Put differently: The artificially created climate-economy and the newly engineered war-economy sectors—both funded by taxes and debt, i.e., by robbing the future—are colossal impoverishment programs. They are anti-civilizational and breathe a profoundly anti-democratic spirit because they rely on centralized command structures and the political consolidation of power. Merz is the anti-Milei—a statist central planner whose only strategy for dealing with the Argentine president was to smear him as “far right” with the help of likeminded state-loyal media. A sad attempt to distract from his own bloodless and intellectually timid policies.
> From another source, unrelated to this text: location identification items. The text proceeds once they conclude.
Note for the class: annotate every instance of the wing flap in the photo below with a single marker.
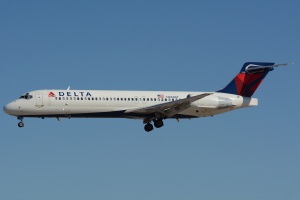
(169, 109)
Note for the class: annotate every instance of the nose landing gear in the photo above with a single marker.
(20, 124)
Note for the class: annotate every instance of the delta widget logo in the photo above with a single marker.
(51, 94)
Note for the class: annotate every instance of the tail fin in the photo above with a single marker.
(250, 77)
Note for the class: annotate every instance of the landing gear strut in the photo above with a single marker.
(20, 124)
(158, 123)
(148, 127)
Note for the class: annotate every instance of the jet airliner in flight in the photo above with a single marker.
(152, 107)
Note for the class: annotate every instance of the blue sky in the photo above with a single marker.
(150, 45)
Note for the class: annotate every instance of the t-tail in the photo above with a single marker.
(249, 78)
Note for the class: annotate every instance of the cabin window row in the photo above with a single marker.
(113, 99)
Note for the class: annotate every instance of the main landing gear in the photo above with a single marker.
(157, 123)
(20, 124)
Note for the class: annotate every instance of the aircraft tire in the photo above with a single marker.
(158, 123)
(148, 127)
(20, 124)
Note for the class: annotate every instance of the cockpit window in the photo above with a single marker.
(26, 96)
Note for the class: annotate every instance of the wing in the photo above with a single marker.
(169, 109)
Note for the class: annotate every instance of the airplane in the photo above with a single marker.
(149, 106)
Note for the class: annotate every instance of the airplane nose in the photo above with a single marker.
(5, 109)
(11, 108)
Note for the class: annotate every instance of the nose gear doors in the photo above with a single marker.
(39, 100)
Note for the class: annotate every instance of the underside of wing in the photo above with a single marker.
(169, 109)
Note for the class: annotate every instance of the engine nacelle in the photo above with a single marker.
(224, 102)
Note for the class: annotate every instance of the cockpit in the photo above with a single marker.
(26, 96)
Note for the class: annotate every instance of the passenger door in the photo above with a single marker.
(39, 100)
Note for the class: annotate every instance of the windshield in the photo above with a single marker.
(26, 96)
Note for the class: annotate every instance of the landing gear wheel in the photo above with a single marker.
(158, 123)
(20, 124)
(148, 127)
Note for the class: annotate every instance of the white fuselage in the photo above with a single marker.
(116, 104)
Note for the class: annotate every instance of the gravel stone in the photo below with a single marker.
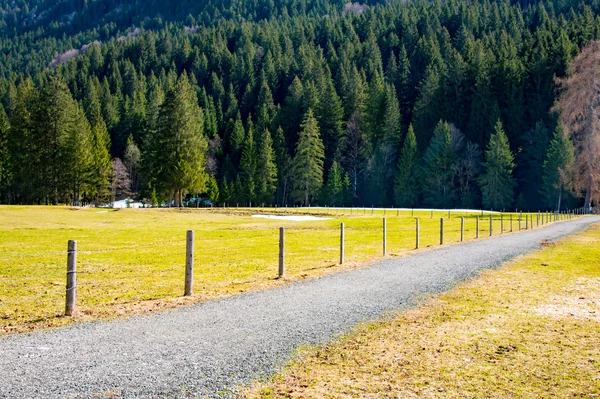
(206, 350)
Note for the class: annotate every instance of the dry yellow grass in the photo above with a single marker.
(528, 330)
(132, 261)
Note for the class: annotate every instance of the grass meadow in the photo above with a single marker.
(132, 260)
(530, 329)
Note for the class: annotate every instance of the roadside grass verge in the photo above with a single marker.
(132, 261)
(530, 329)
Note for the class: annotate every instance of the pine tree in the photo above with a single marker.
(557, 175)
(5, 159)
(61, 144)
(334, 189)
(236, 140)
(131, 160)
(212, 189)
(101, 162)
(406, 181)
(392, 120)
(497, 182)
(437, 172)
(248, 167)
(266, 169)
(329, 115)
(181, 145)
(307, 177)
(79, 156)
(284, 166)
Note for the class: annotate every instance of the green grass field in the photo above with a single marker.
(132, 261)
(530, 329)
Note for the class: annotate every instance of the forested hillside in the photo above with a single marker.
(418, 103)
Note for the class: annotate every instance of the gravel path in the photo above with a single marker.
(208, 349)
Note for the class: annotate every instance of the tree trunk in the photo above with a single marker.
(588, 195)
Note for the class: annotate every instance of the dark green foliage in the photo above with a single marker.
(5, 161)
(255, 66)
(497, 182)
(406, 189)
(180, 147)
(307, 166)
(437, 174)
(558, 169)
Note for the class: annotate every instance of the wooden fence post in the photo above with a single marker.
(418, 233)
(71, 292)
(281, 251)
(384, 237)
(342, 244)
(189, 263)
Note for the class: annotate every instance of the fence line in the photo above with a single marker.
(459, 228)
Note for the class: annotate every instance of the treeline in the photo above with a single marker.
(424, 103)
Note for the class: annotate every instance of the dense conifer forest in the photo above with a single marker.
(396, 103)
But Javier Milei, the first genuinely libertarian politician ever to take the reins of a major state, is operating in an extremely tense environment. His gradual liberalization—the step-by-step dismantling of the state—provokes dissatisfaction on all sides. On one side are the Peronists and socialists, who need the strong state not out of conviction but because it sustains their vast networks of corruption. On the other side is Milei’s own libertarian camp—the purists who lament that Argentina still has a central bank and that reform is moving too slowly. They refuse to recognize that politics, if it is to be sustainable, must ensure that the speed of transformation does not cause the social body—social security, healthcare, aid for the poor—to collapse. The strong performance of Milei’s “Partido Libertario” in the October midterms shows that he has found the right balance between reform speed and structural change. A balance that Argentina’s middle class, above all, appreciates.
And this is precisely what could become dangerous for Europe’s eco-socialists. Because Milei’s success resonates far beyond Argentina. It is noticed—particularly in the very social networks that Brussels is trying to undermine with censorship. There is a growing sense that a digital opposition is forming, learning from Argentina and preparing to confront Europe’s centralizers with uncomfortable truths. In Chile, the German-Chilean José Antonio Kast won the first round of the presidential election with a clear lead—running on a platform that mirrors Milei’s. And in Peru and Colombia, market-liberal politicians are already preparing the ground for similar movements in the coming years. Is South America—long politically fragmented and unstable—about to become the world’s new cradle of liberalism?
From Germany’s perspective, one can only hope that Milei’s agenda eventually gains broader recognition here as well. It would be the foundation of a badly needed restart for a country whose fiscal, migration, and economic policies have completely derailed.